La sorpresa se la llevará él cuando al final eche un vistazo a la calle desde el torreón.
         Por encima del murete de piedra que rodea el risco sobresale un letrero blanco y elegante que dice: Se alquila torre + jardín. Razón aquí, los martes todo el día. Fincas Edén. Es un anuncio recurrente, de cada primavera.
        Ellos no lo han visto todavía, pero hoy es martes.
        —Ve despacio, cielo, esta zona me encanta. Fíjate qué mansiones. Vivir aquí debe de ser el paraíso. 
        —Esto es Pedralbes, querida, aquí está lo mejor de Barcelona.
        Circulan en un Mercedes C-420, verde metalizado por la avenida Pearson a 30 por hora y la mañana es gris. El tipo, de 55 años, fuma un habano y tira la ceniza por la ventanilla. Los coches de atrás le tocan el claxon por la lentitud con que circula, pero él ni se inmuta, con la mano del puro les hace un gesto de que adelanten, aunque no hay espacio.
        —Para aquí, cielo, hay un letrero en alquiler.
        Paran. Ella sale del coche y se alisa la falda azul turquesa. Cielo sube el Mercedes en la acera, los transeúntes se lo recriminan, pero él sin alterarse, saca un cartel de la guantera que dice: averiado y lo coloca en el parabrisas, en el lado del conductor. Activa las luces de emergencia. Le adelantan los coches tocándole el claxon y haciéndole la peineta. Tira el puro al lado de una papelera y se retoca el corbatín. Se miran y ríen. Ella pulsa el timbre de la puerta del torreón, no para de dar saltitos y mientras esperan le besa en los labios, manchándole de carmín rosa.
        —Adelante. Soy Gloria, de fincas Edén, pasen por favor.
        —Gracias.
        —¿Por dónde quieren empezar?
        —Empecemos por el jardín, ¿verdad, cielo?
        —Perfecto, señorita. Hoy están replantando algunos árboles. Ya sabe, trabajos de mantenimiento. Vayan con cuidado. Síganme.
        El jardín es de estilo inglés, lleno de césped ondulante que recubre la colina de gelatina lustrosa. Abajo, el estanque elíptico rodeado de sauces que lloran. Unos operarios han hecho con una excavadora un enorme boquete para plantar un ciprés Lawson que tienen preparado en un gran contenedor negro. El césped está salpicado de cipreses Lawson estratégicamente distanciados para dar una sensación de libertad. Muy del estilo inglés.

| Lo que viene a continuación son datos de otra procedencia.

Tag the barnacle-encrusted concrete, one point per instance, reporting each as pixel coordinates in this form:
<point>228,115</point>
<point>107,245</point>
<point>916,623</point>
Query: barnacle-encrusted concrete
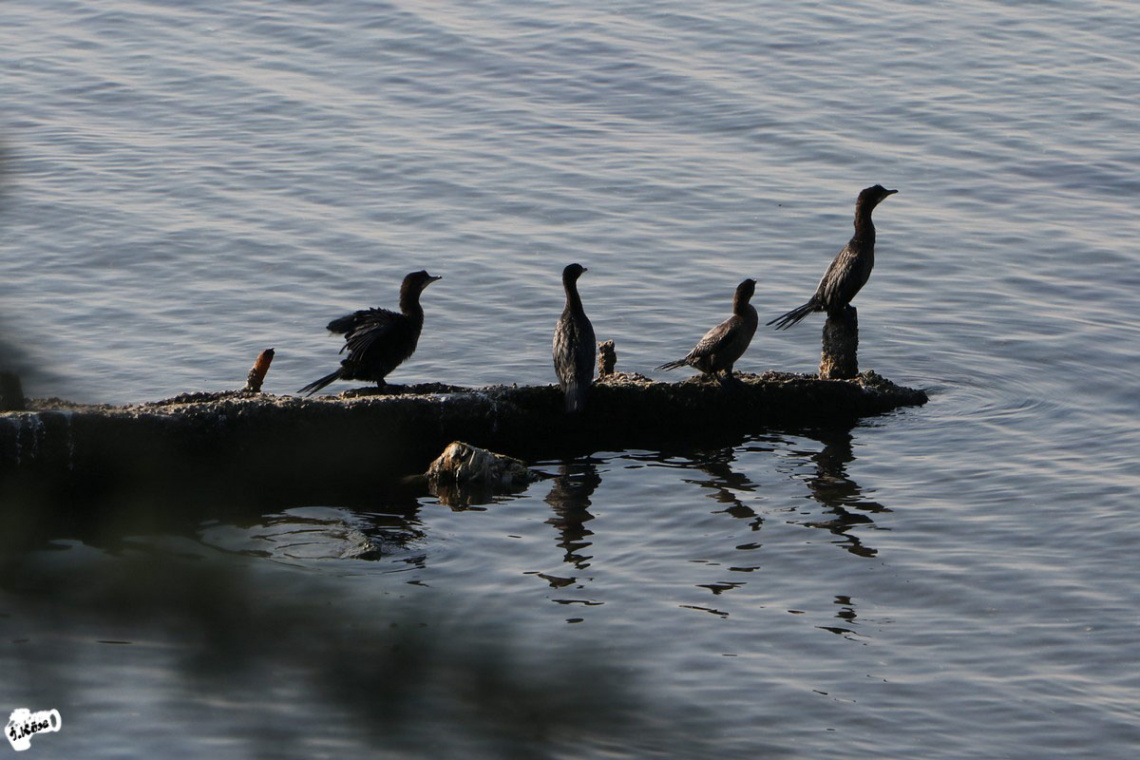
<point>241,446</point>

        —¡Maravilloso, cielo, maravilloso! —exclama la enamorada feliz.
        El sol se impone al gris y enciende el verde de la ladera sur. Recorren el jardín poco a poco. Los operarios los miran, hablan entre ellos y fuman. Las palas están en el suelo, junto al hoyo. Fuman, miran y hablan entre ellos.
        —Ven, querida, acerquémonos al agujero.
        —Maravilloso, cielo, maravilloso —dice, dando vueltas sobre sí misma.
        Están muy cerca del hueco, unos gorriones merodean entre las ramas del ciprés por trasplantar, mientras que en el estanque una bandada de cuervos bebe agua y crascita ruidosamente. Como si presintieran algo.
        —Maravilloso, cielo, maravilloso —repite, extasiada.
        Un palazo la manda al fondo de la cavidad. Algo impactante y rápido. El golpe aún resuene por el jardín inglés cuando el de la excavadora empieza a echar tierra sobre la mujer de la falda azul turquesa. Seguramente aún respira. Inconsciente, seguro. El nuevo ciprés Lawson ocupa su lugar. Crecerá vigoroso como todos los demás, el abono orgánico es de primera calidad.
        —Gracias, amor. Ya no podía soportarla más.  
        —Siempre he de ser yo quien te saque del atolladero.     
        Cuando los obreros se retiraron, Gloria y su esposo hicieron salvajemente el amor sobre el césped húmedo. Como en la primavera pasada  o aún mejor.
        Al quitar el letrero blanco y elegante del muro el tipo se da cuenta de que a pesar de todas las precauciones la grúa se le ha llevado el Mercedes.